“Keep tellin’ yourself you don’t care. Maybe one day you can believe your own lies, but I don’t and I know my sister still matters to you the way you matter to her. I’m not saying you come home to step in for Clutch. He’s got his own piece of her, but what I am saying is my sister hurts and she needs her best friend. The one person who has never put some label or expectation on her. That’s you.”
“Tripp come with you?”
He shakes his head. “In the landing. He doesn’t know I’m here.”
I take a deep breath. “Fuck.”
BW finishes his drink. “I didn’t come here to twist your arm. I came here for my sister. She doesn’t know I’m here either.”

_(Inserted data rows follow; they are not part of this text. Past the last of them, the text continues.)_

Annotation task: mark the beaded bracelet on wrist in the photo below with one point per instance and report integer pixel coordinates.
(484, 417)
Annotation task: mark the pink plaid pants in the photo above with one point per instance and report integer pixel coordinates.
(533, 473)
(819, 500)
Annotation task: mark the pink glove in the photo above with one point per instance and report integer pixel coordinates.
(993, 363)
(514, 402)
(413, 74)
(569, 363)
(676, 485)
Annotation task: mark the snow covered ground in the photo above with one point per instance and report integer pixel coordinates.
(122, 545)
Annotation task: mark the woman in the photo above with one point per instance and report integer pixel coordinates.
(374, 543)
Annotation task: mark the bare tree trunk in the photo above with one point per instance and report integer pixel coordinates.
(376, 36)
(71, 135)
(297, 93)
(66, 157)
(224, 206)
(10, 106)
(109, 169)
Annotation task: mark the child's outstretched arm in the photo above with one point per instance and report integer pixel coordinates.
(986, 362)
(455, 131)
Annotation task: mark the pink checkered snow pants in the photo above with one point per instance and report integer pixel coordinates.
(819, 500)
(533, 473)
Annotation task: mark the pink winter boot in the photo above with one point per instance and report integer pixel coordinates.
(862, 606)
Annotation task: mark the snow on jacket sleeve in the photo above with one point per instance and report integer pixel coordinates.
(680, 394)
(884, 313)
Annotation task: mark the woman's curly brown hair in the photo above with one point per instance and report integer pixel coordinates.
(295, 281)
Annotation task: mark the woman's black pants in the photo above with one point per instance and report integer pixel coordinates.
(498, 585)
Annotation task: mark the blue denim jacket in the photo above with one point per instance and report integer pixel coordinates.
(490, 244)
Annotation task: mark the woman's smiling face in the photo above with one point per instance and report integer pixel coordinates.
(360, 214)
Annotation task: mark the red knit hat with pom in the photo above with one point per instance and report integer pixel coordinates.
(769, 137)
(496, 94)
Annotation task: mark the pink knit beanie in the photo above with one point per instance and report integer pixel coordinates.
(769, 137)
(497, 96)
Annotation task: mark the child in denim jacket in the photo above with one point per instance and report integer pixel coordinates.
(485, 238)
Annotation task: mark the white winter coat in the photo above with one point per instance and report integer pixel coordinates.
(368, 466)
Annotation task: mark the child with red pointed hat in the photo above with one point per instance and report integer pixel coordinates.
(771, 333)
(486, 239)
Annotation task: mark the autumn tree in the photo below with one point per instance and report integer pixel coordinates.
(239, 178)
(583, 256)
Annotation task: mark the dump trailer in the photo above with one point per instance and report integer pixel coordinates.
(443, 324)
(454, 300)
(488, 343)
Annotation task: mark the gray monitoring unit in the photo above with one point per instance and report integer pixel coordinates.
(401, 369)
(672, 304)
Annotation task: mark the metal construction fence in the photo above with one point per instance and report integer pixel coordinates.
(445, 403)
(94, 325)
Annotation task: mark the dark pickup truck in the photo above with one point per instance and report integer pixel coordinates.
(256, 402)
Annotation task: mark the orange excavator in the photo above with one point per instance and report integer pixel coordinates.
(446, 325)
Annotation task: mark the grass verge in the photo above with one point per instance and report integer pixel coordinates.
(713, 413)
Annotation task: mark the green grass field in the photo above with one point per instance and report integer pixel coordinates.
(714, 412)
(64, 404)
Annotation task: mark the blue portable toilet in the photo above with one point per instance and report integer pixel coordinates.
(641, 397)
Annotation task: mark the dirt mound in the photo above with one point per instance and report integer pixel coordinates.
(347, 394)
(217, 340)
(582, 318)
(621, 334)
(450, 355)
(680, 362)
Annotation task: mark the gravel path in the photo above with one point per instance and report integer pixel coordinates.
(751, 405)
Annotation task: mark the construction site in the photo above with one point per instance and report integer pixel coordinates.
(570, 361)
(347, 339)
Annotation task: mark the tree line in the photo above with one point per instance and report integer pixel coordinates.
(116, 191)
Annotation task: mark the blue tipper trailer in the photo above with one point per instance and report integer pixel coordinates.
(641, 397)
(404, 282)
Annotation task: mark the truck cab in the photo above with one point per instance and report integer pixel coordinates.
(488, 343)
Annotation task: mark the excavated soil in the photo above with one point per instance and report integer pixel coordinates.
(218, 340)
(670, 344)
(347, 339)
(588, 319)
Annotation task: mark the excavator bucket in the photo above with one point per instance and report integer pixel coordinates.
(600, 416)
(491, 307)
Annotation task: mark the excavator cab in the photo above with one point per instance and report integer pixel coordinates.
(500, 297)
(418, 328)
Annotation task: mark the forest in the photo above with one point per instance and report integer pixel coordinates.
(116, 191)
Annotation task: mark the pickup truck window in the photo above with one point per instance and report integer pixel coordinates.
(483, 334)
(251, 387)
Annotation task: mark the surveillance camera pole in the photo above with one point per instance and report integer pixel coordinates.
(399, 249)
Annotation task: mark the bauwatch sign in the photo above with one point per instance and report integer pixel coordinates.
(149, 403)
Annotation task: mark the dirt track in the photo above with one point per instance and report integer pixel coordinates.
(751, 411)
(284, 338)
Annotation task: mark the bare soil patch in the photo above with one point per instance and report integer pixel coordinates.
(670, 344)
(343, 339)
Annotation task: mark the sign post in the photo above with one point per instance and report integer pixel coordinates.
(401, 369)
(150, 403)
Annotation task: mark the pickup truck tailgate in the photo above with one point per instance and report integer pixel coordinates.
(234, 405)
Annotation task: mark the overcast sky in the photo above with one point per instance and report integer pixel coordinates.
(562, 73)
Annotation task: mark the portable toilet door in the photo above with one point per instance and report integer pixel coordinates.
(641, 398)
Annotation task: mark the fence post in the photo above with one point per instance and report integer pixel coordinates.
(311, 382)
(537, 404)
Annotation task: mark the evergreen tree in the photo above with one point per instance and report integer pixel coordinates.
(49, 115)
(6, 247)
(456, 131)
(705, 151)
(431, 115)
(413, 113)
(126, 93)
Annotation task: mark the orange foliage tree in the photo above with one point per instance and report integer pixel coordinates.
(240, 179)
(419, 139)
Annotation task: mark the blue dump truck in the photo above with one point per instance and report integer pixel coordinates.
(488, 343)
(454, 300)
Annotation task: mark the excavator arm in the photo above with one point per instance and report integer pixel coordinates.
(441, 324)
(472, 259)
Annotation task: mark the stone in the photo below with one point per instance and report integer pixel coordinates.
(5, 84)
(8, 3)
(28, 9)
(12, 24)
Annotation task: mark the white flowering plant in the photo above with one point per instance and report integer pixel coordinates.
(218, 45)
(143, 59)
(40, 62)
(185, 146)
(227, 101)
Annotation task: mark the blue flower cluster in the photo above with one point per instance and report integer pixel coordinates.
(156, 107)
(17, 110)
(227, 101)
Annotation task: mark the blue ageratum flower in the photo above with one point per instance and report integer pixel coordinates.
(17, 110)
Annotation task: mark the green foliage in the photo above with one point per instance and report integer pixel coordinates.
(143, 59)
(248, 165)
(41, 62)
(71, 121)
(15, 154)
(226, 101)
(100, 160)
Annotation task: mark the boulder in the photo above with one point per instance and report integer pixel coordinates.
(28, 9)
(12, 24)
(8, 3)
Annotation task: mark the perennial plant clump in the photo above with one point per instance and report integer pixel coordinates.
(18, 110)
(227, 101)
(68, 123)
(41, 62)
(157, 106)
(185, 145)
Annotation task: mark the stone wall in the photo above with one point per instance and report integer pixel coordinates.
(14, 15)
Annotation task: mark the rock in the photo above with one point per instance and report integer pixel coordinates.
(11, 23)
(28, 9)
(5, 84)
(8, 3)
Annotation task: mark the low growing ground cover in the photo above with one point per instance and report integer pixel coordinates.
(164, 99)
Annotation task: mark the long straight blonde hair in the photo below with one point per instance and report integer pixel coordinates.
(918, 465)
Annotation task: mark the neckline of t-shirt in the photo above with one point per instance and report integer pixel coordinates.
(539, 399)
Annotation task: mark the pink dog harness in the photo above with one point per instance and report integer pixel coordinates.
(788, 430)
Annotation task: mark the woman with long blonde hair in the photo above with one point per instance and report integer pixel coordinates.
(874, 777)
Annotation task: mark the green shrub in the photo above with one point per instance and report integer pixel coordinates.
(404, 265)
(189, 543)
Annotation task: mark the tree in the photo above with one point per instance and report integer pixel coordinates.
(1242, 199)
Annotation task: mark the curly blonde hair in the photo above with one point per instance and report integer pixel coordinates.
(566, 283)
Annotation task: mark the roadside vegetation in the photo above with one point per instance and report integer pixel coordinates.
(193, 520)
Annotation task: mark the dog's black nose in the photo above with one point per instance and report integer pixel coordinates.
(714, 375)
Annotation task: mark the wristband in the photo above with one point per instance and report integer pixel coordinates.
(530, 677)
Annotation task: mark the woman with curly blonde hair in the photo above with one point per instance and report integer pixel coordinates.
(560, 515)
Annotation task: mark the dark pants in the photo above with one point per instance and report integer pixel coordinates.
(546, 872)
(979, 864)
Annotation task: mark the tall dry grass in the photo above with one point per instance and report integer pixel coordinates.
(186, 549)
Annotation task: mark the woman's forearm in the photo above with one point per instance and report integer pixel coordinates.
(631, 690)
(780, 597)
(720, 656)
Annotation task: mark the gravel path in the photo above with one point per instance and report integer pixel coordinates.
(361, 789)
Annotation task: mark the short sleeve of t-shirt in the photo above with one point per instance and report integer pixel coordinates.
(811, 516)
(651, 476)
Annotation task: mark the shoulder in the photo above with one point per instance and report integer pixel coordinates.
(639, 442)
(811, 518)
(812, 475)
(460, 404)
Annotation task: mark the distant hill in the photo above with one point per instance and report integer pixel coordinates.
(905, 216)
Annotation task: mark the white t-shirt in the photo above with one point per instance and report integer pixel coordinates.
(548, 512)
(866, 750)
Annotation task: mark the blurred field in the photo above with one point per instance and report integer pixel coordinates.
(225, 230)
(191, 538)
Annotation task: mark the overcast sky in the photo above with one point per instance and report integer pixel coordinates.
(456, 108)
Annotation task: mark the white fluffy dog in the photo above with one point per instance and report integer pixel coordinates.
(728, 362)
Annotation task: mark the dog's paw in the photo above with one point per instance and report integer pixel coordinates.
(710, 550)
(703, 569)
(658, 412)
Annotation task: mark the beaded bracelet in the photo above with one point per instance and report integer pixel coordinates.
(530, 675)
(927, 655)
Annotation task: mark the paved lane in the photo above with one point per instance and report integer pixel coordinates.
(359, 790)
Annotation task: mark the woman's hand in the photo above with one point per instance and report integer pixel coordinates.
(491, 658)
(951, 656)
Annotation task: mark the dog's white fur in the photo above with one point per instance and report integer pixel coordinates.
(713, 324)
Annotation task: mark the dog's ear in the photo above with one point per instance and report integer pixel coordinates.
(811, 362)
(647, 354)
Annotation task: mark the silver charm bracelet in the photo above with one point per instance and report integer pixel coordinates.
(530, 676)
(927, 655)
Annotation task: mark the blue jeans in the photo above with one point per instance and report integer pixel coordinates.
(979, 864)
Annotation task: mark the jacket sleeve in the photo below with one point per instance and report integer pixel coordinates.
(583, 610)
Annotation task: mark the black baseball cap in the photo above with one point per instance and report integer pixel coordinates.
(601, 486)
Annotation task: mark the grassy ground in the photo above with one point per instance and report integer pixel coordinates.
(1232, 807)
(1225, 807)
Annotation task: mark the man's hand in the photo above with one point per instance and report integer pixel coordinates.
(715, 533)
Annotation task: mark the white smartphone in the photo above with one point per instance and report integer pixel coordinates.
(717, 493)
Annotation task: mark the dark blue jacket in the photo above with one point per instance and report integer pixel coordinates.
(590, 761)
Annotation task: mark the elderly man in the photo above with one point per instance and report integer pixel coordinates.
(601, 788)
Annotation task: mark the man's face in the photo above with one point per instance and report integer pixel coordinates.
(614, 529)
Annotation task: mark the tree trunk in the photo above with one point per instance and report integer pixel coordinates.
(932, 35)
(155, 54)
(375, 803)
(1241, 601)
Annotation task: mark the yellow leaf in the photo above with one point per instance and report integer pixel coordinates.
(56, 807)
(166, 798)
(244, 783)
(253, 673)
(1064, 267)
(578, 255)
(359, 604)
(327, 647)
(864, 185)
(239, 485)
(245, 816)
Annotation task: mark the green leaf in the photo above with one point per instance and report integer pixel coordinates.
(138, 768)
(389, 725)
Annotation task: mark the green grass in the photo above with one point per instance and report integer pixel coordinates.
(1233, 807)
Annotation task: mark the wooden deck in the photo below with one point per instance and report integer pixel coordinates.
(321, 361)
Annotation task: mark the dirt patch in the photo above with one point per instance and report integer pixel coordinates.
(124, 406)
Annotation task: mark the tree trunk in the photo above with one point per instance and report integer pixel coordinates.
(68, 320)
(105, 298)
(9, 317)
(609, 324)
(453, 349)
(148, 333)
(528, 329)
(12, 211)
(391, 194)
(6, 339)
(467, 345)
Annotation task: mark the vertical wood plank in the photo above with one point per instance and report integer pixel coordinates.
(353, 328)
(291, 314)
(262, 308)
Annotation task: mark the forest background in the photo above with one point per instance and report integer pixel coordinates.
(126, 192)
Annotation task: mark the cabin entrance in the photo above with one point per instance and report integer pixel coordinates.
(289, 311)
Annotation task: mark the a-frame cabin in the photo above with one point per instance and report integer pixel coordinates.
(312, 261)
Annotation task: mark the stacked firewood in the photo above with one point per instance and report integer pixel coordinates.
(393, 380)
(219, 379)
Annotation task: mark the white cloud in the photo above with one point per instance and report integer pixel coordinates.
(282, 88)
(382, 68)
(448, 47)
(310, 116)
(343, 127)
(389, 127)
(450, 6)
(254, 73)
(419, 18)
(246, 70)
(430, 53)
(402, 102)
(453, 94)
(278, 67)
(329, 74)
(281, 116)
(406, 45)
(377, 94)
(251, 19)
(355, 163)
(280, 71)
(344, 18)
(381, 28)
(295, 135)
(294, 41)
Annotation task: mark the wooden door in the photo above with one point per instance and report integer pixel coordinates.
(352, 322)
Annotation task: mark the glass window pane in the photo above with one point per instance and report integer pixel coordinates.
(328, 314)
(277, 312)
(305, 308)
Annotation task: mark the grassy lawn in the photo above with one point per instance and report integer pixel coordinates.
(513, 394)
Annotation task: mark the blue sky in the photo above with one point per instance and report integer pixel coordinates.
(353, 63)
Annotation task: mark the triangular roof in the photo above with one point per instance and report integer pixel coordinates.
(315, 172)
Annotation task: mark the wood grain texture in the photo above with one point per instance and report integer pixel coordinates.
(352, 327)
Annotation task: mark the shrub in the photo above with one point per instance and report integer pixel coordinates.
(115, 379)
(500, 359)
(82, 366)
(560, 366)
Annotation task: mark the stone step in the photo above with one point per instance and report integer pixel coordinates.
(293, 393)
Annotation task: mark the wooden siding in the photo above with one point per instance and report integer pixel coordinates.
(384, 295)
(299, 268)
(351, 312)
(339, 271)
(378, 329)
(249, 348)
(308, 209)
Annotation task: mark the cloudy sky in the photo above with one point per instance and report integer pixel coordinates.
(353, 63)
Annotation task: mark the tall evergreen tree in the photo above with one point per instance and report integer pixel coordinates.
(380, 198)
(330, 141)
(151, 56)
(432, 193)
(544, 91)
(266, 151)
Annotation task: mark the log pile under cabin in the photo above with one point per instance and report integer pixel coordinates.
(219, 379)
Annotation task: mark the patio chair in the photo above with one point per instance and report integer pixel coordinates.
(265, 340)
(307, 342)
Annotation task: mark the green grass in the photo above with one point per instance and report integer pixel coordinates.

I sit back down rubbing my face with both hands. “I can’t go back there, BW. You know things will get blurry. I can’t go back there and not be in love with her. She doesn’t need that.”
“I know what going back means for you. I know it means pain. I can’t say what the future is for you or my sister. All I can say is my sister needs her best friend.” His eyes grow dark, edgy, “And fuck it all, your pain doesn’t matter to me. She’s worth it.”
And she is.
Always has been and always will be.
Except he’s wrong. I’m not the man she needs. Not then and not now.
Inside of me though, something stirs. The piece of me that still belongs to her. The part of me that can’t ever healed. The regret I carry because I said words I can’t take back.
“She’s going to have the same pain you got right now, brother. Except she doesn’t get to have another chance to ever hold him again. There is no comin’ back from death and that’s what Clutch has and Dia is stuck on the ride.”
Fuck!
“No one rides alone,” I mutter the words I believe to my core. “But especially not her.”
He gives my shoulder a squeeze as I feel my world explode inside.
This will either fix what I broke in her or kill me in a way I won’t ever recover from. Either way, Haywood’s Landing, I am coming home.
TWO
DIA
"A bear remains a bear - even when most of him has fallen off or worn away." — Charlotte Gray
I pacethe small space of my townhouse. It’s like if I keep moving, I can outrun what happened. My feet drag across the living room rug, down my hallway, into my bedroom, and then back in a weird loop. I stop in the kitchen staring at a cracked tile by the cabinet. I wonder when it cracked. Possibly when I dropped the plate last night. I thought I could maybe eat, then I realized every meal I will forever have will be without him and I let go.
Not just the plate, my heart.
I let go of my hope. Of the illusion I can have it all.
I let all the pent up emotions explode around me. My world shatters just like the plate each and every day without him.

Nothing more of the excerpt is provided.